China National Salt Industry, recognized as the world’s largest salt producer and a government enterprise, has taken a proactive stance to discourage panic-driven stockpiling of salt. This plea comes in response to the recent release of treated radioactive contaminated water from Japan’s Fukushima Daiichi nuclear power plant, a move that has raised concerns across nations.
As Japan initiated the release of treated radioactive water into the Pacific Ocean on August 24, China National Salt Industry, also known as China Salt, issued a statement urging people not to engage in panic-induced purchases of salt. The Fukushima Daiichi nuclear power plant had been devastated by a tsunami, leading to this contentious decision despite strong objections from China.
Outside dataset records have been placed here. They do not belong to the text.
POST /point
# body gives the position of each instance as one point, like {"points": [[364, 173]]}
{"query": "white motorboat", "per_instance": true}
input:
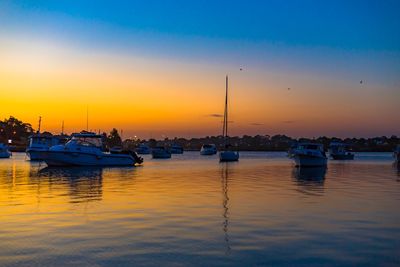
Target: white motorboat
{"points": [[310, 155], [338, 151], [161, 152], [176, 149], [396, 154], [209, 149], [86, 149], [227, 154], [4, 152], [143, 149], [39, 143]]}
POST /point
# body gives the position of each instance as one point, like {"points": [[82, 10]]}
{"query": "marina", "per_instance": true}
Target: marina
{"points": [[192, 209]]}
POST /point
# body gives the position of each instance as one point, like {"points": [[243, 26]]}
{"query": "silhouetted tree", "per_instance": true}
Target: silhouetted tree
{"points": [[14, 129]]}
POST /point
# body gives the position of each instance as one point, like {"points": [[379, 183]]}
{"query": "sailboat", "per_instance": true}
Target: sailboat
{"points": [[227, 154]]}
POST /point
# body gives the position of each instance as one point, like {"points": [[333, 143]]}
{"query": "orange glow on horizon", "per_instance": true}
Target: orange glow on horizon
{"points": [[154, 97]]}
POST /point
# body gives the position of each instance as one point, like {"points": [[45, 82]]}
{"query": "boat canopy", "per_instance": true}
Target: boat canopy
{"points": [[310, 146], [87, 140]]}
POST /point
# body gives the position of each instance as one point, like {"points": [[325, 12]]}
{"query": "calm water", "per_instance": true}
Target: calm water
{"points": [[193, 211]]}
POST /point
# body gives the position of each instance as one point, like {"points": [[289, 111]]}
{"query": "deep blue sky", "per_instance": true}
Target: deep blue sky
{"points": [[321, 48], [365, 25]]}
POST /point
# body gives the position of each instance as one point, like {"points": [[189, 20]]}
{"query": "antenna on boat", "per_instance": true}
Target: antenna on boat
{"points": [[40, 121], [225, 128], [87, 118]]}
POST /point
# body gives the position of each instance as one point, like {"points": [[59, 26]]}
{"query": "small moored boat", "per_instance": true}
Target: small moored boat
{"points": [[39, 143], [227, 154], [160, 152], [207, 150], [86, 149], [338, 151], [143, 149], [176, 149], [310, 155]]}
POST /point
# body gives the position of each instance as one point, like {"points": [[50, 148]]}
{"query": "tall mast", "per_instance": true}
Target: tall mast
{"points": [[40, 120], [226, 106]]}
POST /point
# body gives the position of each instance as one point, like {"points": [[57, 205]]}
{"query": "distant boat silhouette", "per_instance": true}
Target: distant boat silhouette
{"points": [[227, 154]]}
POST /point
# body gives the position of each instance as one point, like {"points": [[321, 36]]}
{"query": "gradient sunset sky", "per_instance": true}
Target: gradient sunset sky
{"points": [[157, 68]]}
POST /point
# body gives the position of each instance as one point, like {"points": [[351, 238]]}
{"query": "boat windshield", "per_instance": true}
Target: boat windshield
{"points": [[310, 146], [86, 141], [40, 140]]}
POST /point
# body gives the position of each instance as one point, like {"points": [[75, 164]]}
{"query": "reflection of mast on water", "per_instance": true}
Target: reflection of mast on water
{"points": [[225, 214]]}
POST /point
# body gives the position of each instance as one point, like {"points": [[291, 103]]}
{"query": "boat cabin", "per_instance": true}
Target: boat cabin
{"points": [[310, 146], [86, 139]]}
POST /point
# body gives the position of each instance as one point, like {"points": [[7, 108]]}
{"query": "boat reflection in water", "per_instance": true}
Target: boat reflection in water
{"points": [[84, 183], [225, 204], [310, 179]]}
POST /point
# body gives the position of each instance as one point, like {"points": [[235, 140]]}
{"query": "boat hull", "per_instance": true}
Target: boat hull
{"points": [[226, 156], [156, 155], [66, 158], [36, 155], [342, 156], [309, 161], [176, 151], [207, 152], [5, 155]]}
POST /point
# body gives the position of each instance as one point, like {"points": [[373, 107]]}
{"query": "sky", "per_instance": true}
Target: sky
{"points": [[157, 68]]}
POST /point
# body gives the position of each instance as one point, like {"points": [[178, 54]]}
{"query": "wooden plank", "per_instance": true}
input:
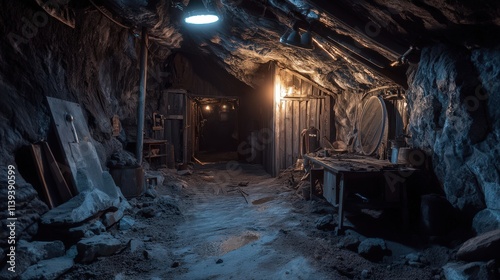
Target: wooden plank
{"points": [[79, 154], [289, 133], [282, 138], [313, 113], [36, 152], [306, 89], [326, 121], [297, 85], [303, 124], [295, 130], [60, 183]]}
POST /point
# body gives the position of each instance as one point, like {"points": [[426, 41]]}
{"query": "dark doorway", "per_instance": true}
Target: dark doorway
{"points": [[218, 129]]}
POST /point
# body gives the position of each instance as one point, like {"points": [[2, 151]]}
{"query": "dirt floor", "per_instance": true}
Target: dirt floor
{"points": [[236, 222]]}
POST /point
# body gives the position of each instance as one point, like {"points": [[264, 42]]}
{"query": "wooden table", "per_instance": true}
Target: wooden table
{"points": [[375, 183]]}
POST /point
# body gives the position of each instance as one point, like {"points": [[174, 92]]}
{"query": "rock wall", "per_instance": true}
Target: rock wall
{"points": [[453, 100], [95, 64]]}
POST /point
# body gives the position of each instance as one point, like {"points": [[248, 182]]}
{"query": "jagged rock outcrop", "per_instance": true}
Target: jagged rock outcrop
{"points": [[454, 116]]}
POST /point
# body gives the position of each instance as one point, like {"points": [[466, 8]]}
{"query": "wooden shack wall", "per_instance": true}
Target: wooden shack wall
{"points": [[298, 104]]}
China’s opposition to Japan’s plans is rooted in concerns about the safety of the released water. China’s government has demanded evidence of the safety of the discharged water and in response, has suspended all seafood imports from Japan.
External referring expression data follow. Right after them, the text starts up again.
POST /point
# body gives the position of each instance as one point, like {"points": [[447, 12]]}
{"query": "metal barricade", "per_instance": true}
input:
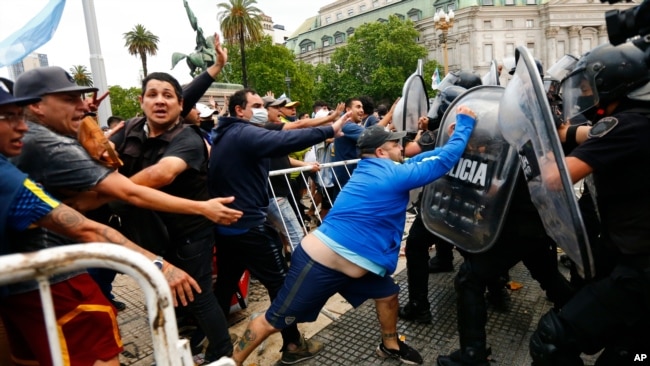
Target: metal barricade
{"points": [[321, 180], [168, 348]]}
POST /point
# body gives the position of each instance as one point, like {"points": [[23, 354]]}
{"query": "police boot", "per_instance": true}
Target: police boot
{"points": [[417, 311], [466, 356]]}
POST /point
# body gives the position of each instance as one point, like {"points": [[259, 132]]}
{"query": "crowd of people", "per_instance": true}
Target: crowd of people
{"points": [[193, 182]]}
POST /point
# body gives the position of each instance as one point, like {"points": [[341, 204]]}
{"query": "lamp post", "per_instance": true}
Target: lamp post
{"points": [[443, 22], [287, 80]]}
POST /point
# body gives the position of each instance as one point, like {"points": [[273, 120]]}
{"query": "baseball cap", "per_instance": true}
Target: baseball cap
{"points": [[272, 102], [204, 110], [47, 80], [289, 103], [7, 98], [375, 136]]}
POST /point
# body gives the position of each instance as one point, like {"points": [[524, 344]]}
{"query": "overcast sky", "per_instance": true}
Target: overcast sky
{"points": [[165, 18]]}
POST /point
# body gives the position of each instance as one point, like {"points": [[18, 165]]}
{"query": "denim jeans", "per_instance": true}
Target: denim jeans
{"points": [[280, 211], [194, 256]]}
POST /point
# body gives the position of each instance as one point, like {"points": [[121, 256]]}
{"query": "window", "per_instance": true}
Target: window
{"points": [[531, 48], [488, 53]]}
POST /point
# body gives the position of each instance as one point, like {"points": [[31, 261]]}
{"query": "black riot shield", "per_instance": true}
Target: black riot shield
{"points": [[492, 76], [527, 124], [468, 205], [414, 103]]}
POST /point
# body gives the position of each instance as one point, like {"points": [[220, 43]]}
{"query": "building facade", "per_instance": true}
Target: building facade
{"points": [[483, 30]]}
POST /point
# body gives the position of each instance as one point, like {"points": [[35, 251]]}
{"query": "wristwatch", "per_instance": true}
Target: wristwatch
{"points": [[158, 262]]}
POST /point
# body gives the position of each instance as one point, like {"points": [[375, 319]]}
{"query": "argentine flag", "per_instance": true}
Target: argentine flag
{"points": [[34, 34], [435, 80]]}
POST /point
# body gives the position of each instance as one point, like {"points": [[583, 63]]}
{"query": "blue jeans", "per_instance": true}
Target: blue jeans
{"points": [[194, 256], [280, 211]]}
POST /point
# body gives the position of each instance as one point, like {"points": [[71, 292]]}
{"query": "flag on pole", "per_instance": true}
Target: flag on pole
{"points": [[34, 34], [435, 80]]}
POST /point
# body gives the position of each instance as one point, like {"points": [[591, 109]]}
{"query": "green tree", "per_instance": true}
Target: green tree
{"points": [[124, 102], [376, 61], [241, 23], [141, 42], [81, 75], [268, 65]]}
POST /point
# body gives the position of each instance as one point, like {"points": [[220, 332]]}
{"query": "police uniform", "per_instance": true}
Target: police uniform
{"points": [[613, 312]]}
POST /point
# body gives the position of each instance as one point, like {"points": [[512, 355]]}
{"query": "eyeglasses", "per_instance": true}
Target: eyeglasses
{"points": [[13, 119]]}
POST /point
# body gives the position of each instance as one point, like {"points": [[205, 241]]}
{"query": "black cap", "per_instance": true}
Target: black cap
{"points": [[47, 80], [375, 136], [7, 98]]}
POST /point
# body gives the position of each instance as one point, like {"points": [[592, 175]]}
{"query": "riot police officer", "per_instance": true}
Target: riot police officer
{"points": [[610, 85]]}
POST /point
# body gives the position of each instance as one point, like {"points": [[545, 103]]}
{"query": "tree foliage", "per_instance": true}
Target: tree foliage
{"points": [[124, 102], [141, 42], [241, 23], [376, 61], [81, 75]]}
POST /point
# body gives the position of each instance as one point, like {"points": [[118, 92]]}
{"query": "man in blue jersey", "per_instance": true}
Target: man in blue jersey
{"points": [[356, 257]]}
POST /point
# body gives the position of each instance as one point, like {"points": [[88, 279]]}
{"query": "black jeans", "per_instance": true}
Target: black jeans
{"points": [[260, 251], [194, 256]]}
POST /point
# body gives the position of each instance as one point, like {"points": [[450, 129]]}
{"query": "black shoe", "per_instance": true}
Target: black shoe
{"points": [[436, 265], [416, 312], [118, 305], [405, 353], [471, 357], [498, 299]]}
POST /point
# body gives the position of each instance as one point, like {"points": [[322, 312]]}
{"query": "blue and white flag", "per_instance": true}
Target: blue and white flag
{"points": [[435, 80], [34, 34]]}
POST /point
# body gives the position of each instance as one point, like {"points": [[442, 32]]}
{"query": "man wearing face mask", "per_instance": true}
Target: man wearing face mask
{"points": [[239, 163]]}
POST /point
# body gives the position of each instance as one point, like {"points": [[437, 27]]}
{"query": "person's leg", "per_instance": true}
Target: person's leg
{"points": [[194, 256], [417, 253]]}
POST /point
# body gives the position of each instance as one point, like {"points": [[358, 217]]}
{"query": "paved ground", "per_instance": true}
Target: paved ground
{"points": [[351, 335]]}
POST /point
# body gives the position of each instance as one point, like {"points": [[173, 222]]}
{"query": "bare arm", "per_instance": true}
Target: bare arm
{"points": [[66, 221]]}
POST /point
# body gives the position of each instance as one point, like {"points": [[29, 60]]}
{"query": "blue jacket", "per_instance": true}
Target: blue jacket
{"points": [[369, 214], [240, 161]]}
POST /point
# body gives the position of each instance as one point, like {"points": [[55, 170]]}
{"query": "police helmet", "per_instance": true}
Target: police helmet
{"points": [[603, 75]]}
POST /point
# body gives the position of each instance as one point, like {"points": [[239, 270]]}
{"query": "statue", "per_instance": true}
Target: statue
{"points": [[204, 54]]}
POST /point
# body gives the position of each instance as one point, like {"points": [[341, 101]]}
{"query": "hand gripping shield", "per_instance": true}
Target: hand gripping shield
{"points": [[526, 121], [468, 205]]}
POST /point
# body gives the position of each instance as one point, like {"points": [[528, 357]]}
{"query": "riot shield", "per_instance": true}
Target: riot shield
{"points": [[525, 118], [492, 76], [468, 205], [413, 104]]}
China Salt’s statement emphasized its commitment to maintaining a stable supply of salt in the market. In light of recent developments, certain regions in China have witnessed an influx of consumers seeking to hoard salt in response to concerns over the potential impact of Japan’s radioactive water release.
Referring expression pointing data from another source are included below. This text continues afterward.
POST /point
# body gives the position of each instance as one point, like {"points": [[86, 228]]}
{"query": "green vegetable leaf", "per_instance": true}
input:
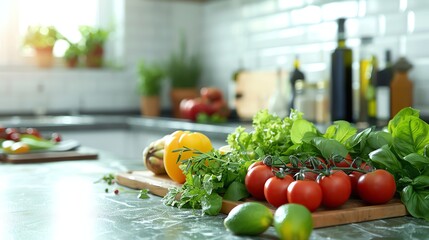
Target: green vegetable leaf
{"points": [[330, 147], [211, 204], [421, 182], [401, 116], [340, 131], [418, 161], [411, 136], [236, 191], [386, 159], [143, 194], [299, 128], [416, 201]]}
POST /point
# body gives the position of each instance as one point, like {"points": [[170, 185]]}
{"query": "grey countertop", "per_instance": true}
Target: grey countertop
{"points": [[60, 200]]}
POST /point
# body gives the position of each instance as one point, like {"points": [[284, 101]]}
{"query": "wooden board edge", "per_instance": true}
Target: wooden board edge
{"points": [[332, 217]]}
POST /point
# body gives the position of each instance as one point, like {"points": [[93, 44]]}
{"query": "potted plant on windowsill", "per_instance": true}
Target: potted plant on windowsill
{"points": [[72, 54], [184, 71], [149, 87], [93, 41], [42, 39]]}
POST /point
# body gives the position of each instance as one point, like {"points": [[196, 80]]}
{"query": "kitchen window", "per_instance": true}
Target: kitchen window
{"points": [[66, 16]]}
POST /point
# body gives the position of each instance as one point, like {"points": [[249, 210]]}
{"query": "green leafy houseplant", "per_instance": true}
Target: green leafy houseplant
{"points": [[149, 87], [39, 37], [150, 79], [42, 39], [93, 40], [71, 55], [184, 71]]}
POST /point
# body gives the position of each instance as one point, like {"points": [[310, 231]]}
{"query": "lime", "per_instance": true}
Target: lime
{"points": [[250, 218], [293, 221]]}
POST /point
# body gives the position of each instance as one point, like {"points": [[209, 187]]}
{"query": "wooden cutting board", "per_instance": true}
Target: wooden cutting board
{"points": [[351, 212]]}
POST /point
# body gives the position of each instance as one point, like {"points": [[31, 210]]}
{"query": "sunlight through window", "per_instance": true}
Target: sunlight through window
{"points": [[65, 16]]}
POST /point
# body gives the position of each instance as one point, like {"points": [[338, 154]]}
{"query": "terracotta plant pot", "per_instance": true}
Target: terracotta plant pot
{"points": [[94, 57], [177, 95], [44, 57], [150, 106]]}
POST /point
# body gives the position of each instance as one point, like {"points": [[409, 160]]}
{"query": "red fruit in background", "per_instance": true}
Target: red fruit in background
{"points": [[56, 137], [211, 93], [12, 134], [34, 132], [190, 108], [221, 108]]}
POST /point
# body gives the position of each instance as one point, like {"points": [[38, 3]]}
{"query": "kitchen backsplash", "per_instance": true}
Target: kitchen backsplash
{"points": [[262, 34]]}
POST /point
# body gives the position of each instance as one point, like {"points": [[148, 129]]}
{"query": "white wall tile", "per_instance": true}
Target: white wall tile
{"points": [[421, 20], [382, 6]]}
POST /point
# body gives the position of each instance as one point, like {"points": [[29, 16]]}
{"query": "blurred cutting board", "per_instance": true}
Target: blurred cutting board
{"points": [[253, 90], [351, 212], [66, 150]]}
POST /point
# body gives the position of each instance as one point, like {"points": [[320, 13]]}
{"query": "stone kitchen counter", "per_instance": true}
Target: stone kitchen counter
{"points": [[60, 200]]}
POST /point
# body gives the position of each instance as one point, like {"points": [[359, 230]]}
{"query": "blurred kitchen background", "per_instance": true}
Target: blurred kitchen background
{"points": [[229, 35]]}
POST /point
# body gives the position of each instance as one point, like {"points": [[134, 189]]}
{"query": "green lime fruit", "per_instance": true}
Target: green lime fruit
{"points": [[293, 221], [249, 218]]}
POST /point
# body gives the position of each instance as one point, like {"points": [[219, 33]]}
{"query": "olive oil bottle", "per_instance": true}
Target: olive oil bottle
{"points": [[295, 76], [341, 78]]}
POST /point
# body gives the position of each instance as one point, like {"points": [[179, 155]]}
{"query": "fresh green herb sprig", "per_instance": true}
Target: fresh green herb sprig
{"points": [[210, 177]]}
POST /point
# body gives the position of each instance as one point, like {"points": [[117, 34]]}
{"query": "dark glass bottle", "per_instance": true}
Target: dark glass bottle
{"points": [[341, 78], [383, 90], [295, 76]]}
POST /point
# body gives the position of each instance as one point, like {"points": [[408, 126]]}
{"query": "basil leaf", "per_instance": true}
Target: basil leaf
{"points": [[401, 116], [378, 139], [416, 202], [329, 147], [359, 138], [386, 159], [211, 204], [299, 128], [418, 161], [340, 131], [236, 191], [421, 182], [411, 136]]}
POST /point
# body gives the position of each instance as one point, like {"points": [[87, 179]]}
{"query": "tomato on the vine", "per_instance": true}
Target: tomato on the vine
{"points": [[275, 190], [255, 180], [307, 193], [376, 187], [336, 189], [354, 178], [257, 163]]}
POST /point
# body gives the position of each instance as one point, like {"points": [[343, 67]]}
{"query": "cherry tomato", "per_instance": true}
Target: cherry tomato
{"points": [[12, 134], [275, 190], [376, 187], [336, 189], [307, 193], [19, 147], [56, 137], [255, 180]]}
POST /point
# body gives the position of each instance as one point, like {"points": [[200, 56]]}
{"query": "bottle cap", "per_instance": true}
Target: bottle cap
{"points": [[403, 65]]}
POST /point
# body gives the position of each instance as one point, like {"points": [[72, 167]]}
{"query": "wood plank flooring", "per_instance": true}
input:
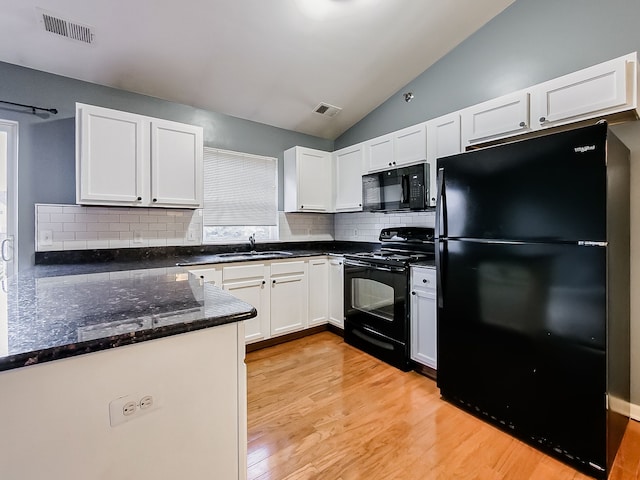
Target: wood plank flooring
{"points": [[321, 409]]}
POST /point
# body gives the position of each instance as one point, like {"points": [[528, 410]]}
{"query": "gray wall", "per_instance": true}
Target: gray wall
{"points": [[530, 42], [46, 170]]}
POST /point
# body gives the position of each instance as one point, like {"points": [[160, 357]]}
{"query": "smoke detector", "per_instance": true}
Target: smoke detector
{"points": [[327, 110], [64, 27]]}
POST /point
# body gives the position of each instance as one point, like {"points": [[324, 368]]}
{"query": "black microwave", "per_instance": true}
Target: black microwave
{"points": [[405, 188]]}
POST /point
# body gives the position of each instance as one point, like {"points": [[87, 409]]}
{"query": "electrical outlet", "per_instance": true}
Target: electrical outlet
{"points": [[129, 407], [46, 238]]}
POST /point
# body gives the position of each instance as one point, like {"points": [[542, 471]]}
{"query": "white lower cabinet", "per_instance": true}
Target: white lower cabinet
{"points": [[249, 284], [424, 338], [289, 297], [336, 292], [318, 291]]}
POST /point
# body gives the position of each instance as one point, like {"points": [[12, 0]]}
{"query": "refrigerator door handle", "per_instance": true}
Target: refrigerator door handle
{"points": [[441, 209]]}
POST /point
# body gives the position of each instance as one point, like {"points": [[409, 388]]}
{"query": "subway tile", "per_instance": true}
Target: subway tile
{"points": [[86, 218], [75, 245], [119, 227], [74, 227], [63, 236], [86, 235], [108, 235], [42, 208]]}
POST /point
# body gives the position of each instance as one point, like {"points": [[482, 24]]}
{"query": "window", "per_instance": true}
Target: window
{"points": [[240, 197]]}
This surge in demand has led to empty shelves in many Chinese supermarkets, and online platforms have similarly reported salt selling out in several areas, including Beijing and Shanghai.
China Salt underscored the role of different salt sources in the Chinese populace’s consumption habits. It noted that while sea salt constitutes 10 percent of overall salt consumption, the majority of consumption is derived from salt wells. These wellsourced salts are considered to be less susceptible to contamination than sea salt.
As concerns regarding the potential repercussions of Japan’s radioactive water release continue to resonate, China Salt’s proactive stance on maintaining salt supply stability provides a countermeasure against undue panic and its subsequent effects on the local market.